Testimony to Mayoral Charter: New Data on Age, Race, Sex of NYC Unaffiliated Voters

Testimony to NYC Charter Commission on Government Reform
Bronx Public Input Session
 
New Data on NYC Voter Demographics Show Young People of All Races Much More Likely to be Unaffiliated
 
Plus, Support for Semi-Open and Open Primaries Using Ranked Choice Voting
 
June 10, 2025
 

Thank you for accommodating our request to again comment remotely during these final days of the state legislative session. Reinvent Albany advocates for transparent, accountable New York government and fact-based public policy. Our staff experts have drafted and passed dozens of city and state bills, and are frequently called upon by journalists and elected officials. 

This Commission’s preliminary staff report emphasized long-standing concerns about very low voter turnout and noted that 1 million NYC voters are unaffiliated and cannot vote in party primaries. (Please note that New Yorkers enrolled using Automatic Voter Registration (AVR) are unaffiliated and it is up to them to contact their local BOE and enroll in a party.) 

Today, Reinvent Albany is sharing Professor John Mollenkopf’s new estimate of the party affiliation of New York City voters by age, sex and racial group, which he calculated at our request. Professor Mollenkopf, the Director of the Center for Urban Research at the CUNY Graduate Center, based his estimate on data from voter rolls and the American Community Survey, and will produce an update using more sophisticated statistical methods later in 2025. A detailed description of Mollenkopf’s methodology and sources are in this written testimony. 

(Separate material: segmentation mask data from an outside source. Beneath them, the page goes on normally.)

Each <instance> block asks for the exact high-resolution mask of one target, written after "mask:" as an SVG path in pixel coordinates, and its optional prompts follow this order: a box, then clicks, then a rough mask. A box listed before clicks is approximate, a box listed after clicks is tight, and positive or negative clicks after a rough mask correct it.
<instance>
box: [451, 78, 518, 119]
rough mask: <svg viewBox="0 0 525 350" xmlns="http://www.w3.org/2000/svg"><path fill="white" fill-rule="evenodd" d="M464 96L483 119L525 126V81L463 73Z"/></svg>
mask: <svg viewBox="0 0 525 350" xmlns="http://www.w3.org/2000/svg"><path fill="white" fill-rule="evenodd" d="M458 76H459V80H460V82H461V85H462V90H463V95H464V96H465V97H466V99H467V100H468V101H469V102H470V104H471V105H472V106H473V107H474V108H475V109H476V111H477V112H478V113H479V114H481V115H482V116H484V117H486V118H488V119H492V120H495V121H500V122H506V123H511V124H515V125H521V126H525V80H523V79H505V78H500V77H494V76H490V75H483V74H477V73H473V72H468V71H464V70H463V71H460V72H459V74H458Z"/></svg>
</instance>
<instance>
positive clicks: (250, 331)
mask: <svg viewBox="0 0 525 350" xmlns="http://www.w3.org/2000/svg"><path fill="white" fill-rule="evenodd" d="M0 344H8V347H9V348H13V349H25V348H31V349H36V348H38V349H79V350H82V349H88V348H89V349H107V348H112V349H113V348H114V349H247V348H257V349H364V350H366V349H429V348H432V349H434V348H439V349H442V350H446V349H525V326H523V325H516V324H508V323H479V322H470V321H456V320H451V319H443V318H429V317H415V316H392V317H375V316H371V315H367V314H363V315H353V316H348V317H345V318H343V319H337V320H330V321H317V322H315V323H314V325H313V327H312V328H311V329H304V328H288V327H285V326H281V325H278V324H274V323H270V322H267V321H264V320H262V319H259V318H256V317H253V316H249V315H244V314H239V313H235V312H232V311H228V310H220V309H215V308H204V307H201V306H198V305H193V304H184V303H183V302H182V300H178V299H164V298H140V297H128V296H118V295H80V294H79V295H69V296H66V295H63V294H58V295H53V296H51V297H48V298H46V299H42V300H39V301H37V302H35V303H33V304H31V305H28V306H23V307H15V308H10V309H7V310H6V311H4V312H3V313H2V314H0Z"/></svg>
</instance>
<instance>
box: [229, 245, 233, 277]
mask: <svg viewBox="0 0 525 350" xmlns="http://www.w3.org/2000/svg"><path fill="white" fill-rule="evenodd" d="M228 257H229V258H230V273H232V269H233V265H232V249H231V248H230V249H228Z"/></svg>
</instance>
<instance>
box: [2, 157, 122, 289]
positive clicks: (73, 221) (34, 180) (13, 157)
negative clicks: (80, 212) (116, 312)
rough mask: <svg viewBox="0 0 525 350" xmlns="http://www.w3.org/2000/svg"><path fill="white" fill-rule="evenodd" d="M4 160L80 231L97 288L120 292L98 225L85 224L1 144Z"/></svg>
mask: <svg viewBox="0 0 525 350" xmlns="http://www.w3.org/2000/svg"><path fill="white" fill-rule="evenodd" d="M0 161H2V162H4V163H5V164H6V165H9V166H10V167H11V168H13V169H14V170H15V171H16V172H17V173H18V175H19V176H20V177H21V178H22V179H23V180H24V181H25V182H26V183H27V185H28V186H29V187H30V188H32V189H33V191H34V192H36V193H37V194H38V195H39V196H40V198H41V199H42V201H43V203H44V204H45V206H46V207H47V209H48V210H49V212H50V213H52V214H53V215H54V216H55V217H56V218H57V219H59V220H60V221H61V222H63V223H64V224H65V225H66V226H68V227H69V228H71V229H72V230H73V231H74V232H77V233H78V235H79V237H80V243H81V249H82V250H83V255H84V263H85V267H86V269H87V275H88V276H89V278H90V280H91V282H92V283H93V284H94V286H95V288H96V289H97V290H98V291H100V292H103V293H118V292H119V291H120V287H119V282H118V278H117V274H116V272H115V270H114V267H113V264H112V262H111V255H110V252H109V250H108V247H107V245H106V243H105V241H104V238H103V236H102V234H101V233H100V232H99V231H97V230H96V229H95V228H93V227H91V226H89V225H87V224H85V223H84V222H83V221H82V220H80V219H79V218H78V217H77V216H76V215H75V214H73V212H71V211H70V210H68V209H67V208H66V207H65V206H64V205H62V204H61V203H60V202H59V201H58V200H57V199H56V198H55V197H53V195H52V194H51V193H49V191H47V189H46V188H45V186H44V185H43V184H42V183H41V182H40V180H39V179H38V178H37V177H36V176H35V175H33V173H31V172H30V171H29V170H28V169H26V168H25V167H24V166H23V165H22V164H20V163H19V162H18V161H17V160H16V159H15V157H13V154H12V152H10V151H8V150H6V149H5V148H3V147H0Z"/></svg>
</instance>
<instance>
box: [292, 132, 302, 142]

We encourage the Commission and public to draw their own conclusions from Professor Mollenkopf’s data, but Reinvent Albany will highlight the following:

  1. Regardless of sex or race, younger voters are significantly more likely to be unaffiliated with a political party than older voters. 
  2. Black 18-29 year-olds are more likely (27.3%) than white 18-29 year-olds (25.5%) to be unaffiliated.
  3. Men are more likely to be unaffiliated than women, with Asian men least likely to be in a party followed by white, Hispanic and Black men. 
  4. Young women are more likely than older women to be unaffiliated. 
  5. Far more voters aged 18-29 are unaffiliated than age 70-79 and this gap varies widely by race (see chart below). By far the biggest difference is between young and older Black voters. The portion of 18-29 Black male voters that are unaffiliated is 294% higher than 70-79 year-old Black voters; the portion of 18-29 Black female voters that are unaffiliated is 318% higher than 70-79 year-old Black female voters. By comparison, for whites, unaffiliated younger male voters are  78% higher and younger females 67% higher.

Reinvent Albany Recommendations for Open Primary 

Given NYC’s very poor voter turnout and what we believe is a clear trend towards new voters choosing to be unaffiliated from a political party, we strongly support major changes in the NYC voting process. However, we are very mindful that Ranked Choice Voting passed in New York City because there was plenty of time for extensive community outreach, education, and consultation. More public outreach and consensus building reduces political risk and is fundamental. 

In an ideal world, we would choose a “Vote Once” system like San Francisco’s that holds one Ranked Choice Voting election in November and has no primary. However, we believe doing that in New York City would require state legislation, which we do not see as politically viable. 

Reinvent Albany recommends the Commission consider these four options for improving voter turnout and empowering unaffiliated voters: 

  1. Even-Year Elections, which would vastly increase voter turnout in local elections. 
  2. Semi-Open Primary in which unaffiliated voters can vote in the party primary of their choice. Involves the fewest and simplest changes for voters and the political system to absorb and is the least politically difficult, while offering substantial benefits. 
  3. Top Four RCV General Election for citywide offices based on RCV open primary. Others are describing benefits of this approach, which is used in Alaska. 
  4. Top Two General Election based on RCV open primary. We believe this is clearly superior to the status quo, but not as good as Top Four because it will be as politically difficult to pass, without all of the benefits. We are concerned that winnowing to two intensifies the power of Independent Expenditures funded by special interests.

Reference

Sources and Methodology

Sources
Voter registration file, NYC Board of Elections February 2025 (for age, gender, party) and American Community Survey 2018-2023 (for racial composition of voting age population at the block group level)

Professor Mollenkopf’s Methodology
Using the age cohorts used by the NYC Campaign Finance Board, Mollenkopf categorized all voters’ races based on the plurality racial group among the voting age citizens at the block group level. 

Where group shares tied, Mollenkopf allocated the block group plurality racial group using the 2020 Census count of VAP by race at the block level for the blocks on which the voters resided. This is imprecise, since block groups’ CVAP is not 100 percent racially segregated. However, Mollenkopf believes the various errors offset each other and the overall estimate is close to the truth.